Meet Austin Putz, a fresh, new voice of the pork industry who combines innovative thought and work ethic with scientific savvy and a passion to make a difference.
Hometown: Lacona, Iowa
Education: bachelor’s degree in animal science, Iowa State University; master’s degree in animal science with a focus on animal breeding and genetics, North Carolina State University; currently finishing doctorate in animal breeding and genetics, Iowa State University
Q. What is your background in the swine industry?
A. My passion for the swine industry started at a young age with our small, 10-sow operation. After a short break, we started raising showpigs when I was in junior high. We bought semen from Cain Super Sires in nearby Chariton. In college, Dr. Tom Baas encouraged me to pursue an advanced degree and take the upper level swine class with Dr. Ken Stalder.
Q. Tell us about your internship experiences.
A. I interned with a 6,000-sow multiplier farm for Fast Genetics in Cando, N.D. Although I knew about raising pigs and had studied swine in college, I knew nothing about large-scale commercial production challenges and opportunities. My second internship was with Smithfield Premium Genetics in Rose Hill, N.C. I started my master’s research on a litter size project and helped with other projects. I worked in the packing plant many Fridays and helped with a growth curve study that continued into the fall. My final internship was at The Maschhoffs in Carlyle, Ill., where I learned about the management side of the swine business.
Q. Did you take part in undergraduate research?

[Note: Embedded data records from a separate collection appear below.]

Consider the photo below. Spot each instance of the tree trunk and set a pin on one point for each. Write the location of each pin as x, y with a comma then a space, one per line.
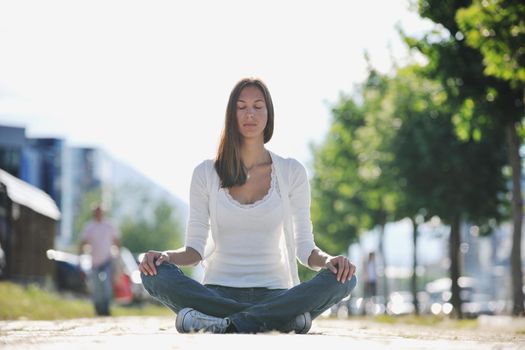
517, 217
383, 258
454, 242
414, 267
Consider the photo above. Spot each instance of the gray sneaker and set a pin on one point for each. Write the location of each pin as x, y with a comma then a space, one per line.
301, 324
190, 320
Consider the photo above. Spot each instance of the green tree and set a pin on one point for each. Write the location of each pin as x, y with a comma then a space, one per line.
162, 231
353, 186
457, 180
497, 29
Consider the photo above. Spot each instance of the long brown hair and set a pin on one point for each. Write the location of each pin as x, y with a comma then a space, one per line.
228, 162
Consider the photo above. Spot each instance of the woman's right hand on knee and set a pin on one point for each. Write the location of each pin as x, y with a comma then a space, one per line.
151, 260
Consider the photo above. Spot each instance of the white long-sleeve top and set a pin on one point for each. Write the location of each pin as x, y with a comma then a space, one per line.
247, 252
294, 189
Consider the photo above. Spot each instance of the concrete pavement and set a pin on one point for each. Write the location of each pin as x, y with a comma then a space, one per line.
120, 333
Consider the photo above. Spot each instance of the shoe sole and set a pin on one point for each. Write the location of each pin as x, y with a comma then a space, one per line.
307, 324
179, 321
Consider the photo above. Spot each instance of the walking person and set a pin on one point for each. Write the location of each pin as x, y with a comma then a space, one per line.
249, 222
100, 235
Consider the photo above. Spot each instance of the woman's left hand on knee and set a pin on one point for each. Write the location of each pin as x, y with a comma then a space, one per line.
342, 267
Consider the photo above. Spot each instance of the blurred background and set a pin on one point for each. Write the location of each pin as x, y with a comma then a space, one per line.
407, 114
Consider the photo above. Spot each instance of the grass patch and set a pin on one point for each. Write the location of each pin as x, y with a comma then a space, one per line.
427, 320
34, 303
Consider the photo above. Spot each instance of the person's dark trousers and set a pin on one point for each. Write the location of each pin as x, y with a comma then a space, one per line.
251, 310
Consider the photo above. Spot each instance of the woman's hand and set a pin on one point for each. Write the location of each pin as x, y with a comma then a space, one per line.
341, 266
152, 259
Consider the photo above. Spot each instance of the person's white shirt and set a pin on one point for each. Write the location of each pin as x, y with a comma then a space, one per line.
298, 239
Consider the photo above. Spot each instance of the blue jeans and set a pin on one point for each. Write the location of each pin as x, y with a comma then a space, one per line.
102, 288
251, 310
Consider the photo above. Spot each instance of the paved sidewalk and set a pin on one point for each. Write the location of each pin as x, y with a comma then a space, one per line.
121, 333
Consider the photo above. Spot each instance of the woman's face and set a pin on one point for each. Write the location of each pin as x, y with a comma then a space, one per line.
252, 114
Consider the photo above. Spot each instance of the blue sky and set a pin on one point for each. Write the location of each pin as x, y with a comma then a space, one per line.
148, 81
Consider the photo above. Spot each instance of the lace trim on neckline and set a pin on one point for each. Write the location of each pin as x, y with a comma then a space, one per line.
257, 202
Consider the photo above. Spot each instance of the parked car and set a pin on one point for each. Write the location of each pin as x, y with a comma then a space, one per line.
400, 303
72, 274
474, 303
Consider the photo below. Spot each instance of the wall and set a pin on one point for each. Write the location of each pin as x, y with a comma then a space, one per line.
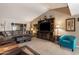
7, 22
60, 18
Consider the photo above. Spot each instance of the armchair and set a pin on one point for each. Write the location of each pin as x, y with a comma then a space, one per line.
68, 41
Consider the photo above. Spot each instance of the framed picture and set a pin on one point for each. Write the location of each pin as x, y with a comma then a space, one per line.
70, 24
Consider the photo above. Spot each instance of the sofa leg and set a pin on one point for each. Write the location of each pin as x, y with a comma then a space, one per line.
72, 50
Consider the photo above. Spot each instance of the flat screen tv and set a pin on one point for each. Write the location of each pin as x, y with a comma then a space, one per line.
45, 26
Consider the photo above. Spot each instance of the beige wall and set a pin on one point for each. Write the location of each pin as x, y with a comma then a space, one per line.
60, 18
7, 22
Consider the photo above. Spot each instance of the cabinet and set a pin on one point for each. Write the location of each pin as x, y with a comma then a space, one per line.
48, 35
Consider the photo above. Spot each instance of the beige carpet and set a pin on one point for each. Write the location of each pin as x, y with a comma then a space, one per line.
45, 47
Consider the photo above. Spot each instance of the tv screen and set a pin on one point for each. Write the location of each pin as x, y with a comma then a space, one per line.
45, 26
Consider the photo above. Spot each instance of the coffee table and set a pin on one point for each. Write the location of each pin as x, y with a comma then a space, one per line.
9, 49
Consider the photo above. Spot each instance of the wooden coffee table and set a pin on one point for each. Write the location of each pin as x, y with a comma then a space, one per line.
9, 48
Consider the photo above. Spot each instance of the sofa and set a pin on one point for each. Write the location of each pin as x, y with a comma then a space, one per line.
17, 36
68, 41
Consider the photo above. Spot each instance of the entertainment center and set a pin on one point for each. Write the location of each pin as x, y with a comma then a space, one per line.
46, 29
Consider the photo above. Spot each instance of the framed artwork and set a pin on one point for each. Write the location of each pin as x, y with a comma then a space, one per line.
70, 24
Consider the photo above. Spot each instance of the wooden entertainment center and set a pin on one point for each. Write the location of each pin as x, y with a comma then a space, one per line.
46, 34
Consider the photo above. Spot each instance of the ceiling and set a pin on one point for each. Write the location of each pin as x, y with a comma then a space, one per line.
26, 11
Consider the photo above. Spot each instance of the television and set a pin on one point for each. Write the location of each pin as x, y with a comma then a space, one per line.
45, 26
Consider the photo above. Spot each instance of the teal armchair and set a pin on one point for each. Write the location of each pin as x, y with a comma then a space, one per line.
68, 41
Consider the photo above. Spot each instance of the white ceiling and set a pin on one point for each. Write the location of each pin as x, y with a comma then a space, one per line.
26, 11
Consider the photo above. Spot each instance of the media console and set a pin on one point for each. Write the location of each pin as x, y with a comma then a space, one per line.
46, 29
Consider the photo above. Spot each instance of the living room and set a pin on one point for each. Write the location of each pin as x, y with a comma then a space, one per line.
24, 26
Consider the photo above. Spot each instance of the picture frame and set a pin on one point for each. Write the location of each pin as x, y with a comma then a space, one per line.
70, 24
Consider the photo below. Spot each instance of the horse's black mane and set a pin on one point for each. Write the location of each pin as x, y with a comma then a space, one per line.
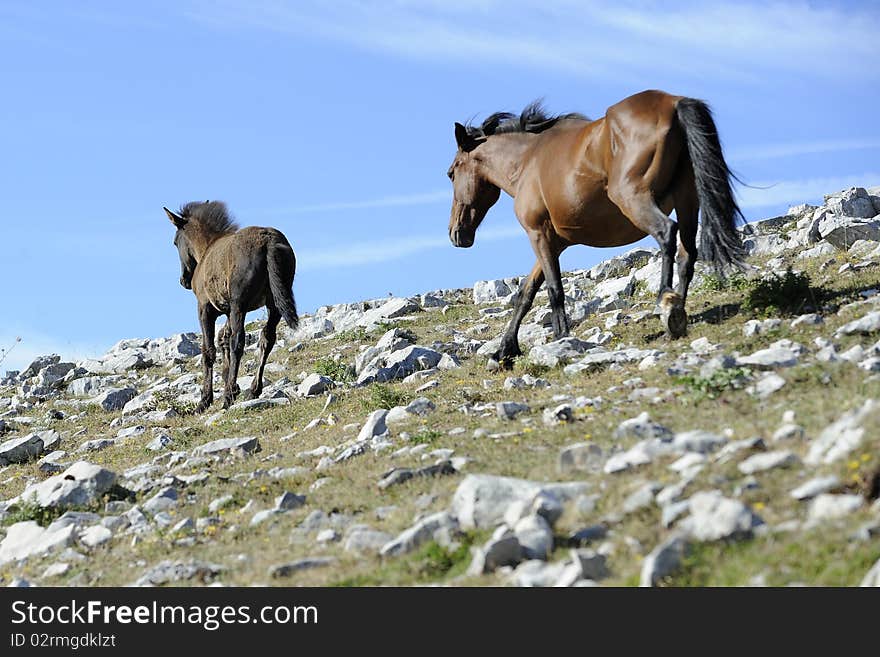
212, 215
533, 118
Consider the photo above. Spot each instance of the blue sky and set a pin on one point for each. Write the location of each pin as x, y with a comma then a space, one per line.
333, 122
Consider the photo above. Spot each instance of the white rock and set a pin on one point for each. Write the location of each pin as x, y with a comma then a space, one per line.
816, 486
715, 517
26, 539
95, 536
663, 560
768, 461
842, 436
827, 506
481, 501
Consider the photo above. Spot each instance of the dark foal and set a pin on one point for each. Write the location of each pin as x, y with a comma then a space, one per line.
232, 272
607, 182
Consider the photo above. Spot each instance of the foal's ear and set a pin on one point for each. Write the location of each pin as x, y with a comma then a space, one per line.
176, 219
464, 140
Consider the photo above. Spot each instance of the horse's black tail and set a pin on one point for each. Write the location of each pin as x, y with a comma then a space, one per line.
281, 264
720, 243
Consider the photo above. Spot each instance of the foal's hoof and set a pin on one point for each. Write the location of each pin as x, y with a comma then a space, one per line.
673, 315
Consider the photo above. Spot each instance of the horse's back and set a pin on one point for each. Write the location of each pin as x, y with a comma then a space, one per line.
237, 265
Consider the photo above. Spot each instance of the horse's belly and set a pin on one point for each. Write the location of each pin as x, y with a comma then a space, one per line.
599, 229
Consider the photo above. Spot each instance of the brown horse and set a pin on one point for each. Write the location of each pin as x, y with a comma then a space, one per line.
602, 183
232, 272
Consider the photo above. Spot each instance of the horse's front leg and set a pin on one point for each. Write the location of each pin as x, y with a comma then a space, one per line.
548, 248
207, 319
236, 351
521, 305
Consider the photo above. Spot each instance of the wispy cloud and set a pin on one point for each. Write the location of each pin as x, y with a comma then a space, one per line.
801, 191
395, 248
770, 151
392, 248
424, 198
624, 39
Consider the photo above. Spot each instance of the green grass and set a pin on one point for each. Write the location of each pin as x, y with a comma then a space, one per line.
337, 370
426, 437
383, 396
788, 294
816, 560
720, 381
817, 394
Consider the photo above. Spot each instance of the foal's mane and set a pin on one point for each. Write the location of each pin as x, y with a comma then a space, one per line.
534, 118
210, 216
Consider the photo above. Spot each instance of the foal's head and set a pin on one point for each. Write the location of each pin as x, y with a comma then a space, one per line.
198, 225
473, 194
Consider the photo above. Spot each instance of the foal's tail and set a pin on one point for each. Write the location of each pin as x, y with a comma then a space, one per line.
281, 264
720, 243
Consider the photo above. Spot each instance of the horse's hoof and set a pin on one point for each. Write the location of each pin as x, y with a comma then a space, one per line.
673, 315
503, 360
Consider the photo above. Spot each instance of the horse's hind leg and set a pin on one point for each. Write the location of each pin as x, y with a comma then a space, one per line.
643, 212
548, 248
686, 210
267, 341
223, 341
521, 305
207, 318
235, 329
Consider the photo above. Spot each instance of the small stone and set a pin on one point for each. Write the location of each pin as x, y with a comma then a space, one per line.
95, 536
508, 410
580, 457
287, 501
827, 506
767, 385
768, 461
308, 563
663, 560
816, 486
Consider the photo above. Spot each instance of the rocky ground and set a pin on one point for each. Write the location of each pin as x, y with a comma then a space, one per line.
388, 449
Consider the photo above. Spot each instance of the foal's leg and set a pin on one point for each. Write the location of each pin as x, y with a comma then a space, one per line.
267, 341
521, 304
642, 211
223, 340
236, 350
207, 318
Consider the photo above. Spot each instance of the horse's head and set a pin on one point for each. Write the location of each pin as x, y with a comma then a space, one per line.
473, 194
184, 248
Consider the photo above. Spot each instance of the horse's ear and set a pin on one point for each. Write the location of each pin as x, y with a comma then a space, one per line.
462, 138
176, 219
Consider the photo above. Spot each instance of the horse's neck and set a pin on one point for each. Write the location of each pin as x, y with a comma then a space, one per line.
503, 159
203, 241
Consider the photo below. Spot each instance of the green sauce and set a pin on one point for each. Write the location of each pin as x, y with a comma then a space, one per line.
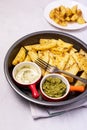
54, 87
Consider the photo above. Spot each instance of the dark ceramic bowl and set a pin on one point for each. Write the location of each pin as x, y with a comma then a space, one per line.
33, 39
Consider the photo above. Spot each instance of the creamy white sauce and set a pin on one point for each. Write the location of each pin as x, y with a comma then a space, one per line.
27, 75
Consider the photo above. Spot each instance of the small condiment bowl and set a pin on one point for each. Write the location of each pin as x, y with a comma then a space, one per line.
27, 74
64, 80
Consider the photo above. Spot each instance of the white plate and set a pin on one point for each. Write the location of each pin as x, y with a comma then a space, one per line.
66, 3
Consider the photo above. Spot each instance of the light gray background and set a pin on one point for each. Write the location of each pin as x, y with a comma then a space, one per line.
19, 18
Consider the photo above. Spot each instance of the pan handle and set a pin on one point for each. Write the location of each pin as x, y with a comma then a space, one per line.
34, 91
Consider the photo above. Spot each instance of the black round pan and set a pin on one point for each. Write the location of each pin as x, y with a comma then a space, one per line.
33, 39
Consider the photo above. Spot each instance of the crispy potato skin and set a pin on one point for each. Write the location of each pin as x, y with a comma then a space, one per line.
63, 15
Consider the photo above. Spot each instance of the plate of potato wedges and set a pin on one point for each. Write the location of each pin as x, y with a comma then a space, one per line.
68, 15
59, 49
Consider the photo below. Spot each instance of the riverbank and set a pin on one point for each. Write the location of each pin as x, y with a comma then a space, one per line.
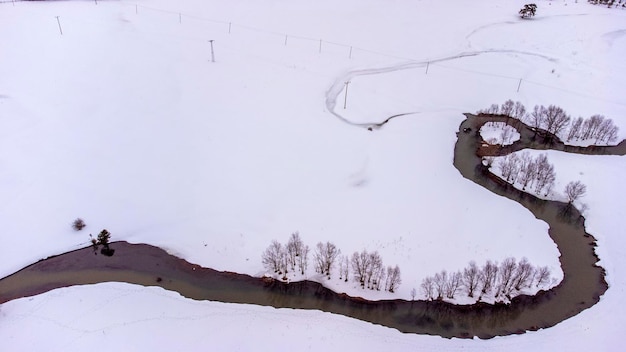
142, 264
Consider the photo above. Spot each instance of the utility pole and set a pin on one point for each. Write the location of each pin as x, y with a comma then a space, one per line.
59, 22
212, 52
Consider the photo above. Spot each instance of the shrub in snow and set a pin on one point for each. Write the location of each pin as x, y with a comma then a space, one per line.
501, 281
367, 268
78, 224
103, 240
529, 10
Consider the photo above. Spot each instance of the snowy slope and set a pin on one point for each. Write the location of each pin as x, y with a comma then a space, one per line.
124, 121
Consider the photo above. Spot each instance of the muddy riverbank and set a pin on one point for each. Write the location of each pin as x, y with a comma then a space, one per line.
582, 285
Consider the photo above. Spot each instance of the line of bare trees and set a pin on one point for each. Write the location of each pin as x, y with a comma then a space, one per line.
536, 173
501, 280
283, 259
556, 121
367, 268
609, 3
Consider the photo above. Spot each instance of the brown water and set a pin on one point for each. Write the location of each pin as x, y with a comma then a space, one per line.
582, 285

A. I completed an undergraduate research project with Dr. James Reecy at Iowa State. I collected data at the local beef farms with Dr. Richard Tait and assisted with lab assays. I then worked for Dr. Chris Tuggle in molecular genetics genotyping a putative causal mutation for PRRS resistance along with a mutation close by that was linked to this causal mutation. My second project was preparing samples from the residual feed intake line at ISU for RNA sequencing to find RNA transcripts associated with more feed-efficient pigs.
Q. What other learning opportunities have you been involved in?
A. I was involved in 4-H and enjoyed going to meetings and being around other local kids who enjoyed raising animals. My job requires a lot of computer work and data analysis as a geneticist, however I always enjoy getting out to farms and helping collect data or learn from farmers. Most data analysists and geneticists get too far away from raising pigs.
Q. Tell us about your current research.
A. I am studying disease resistance in pigs with a group of professors and industry leaders from the main Canadian swine breeding companies who joined together to create a collaboration between industry and academia called PigGen Canada. In our disease resistance trials, barrows from a clean multiplier are sent through a highly diseased barn that naturally infects new pigs from older ones in a continuous flow system. My research focuses on the ability to quantify the level of disease resistance in each pig by using individual daily feed intake over time. I have developed novel traits to quantify disease resistance.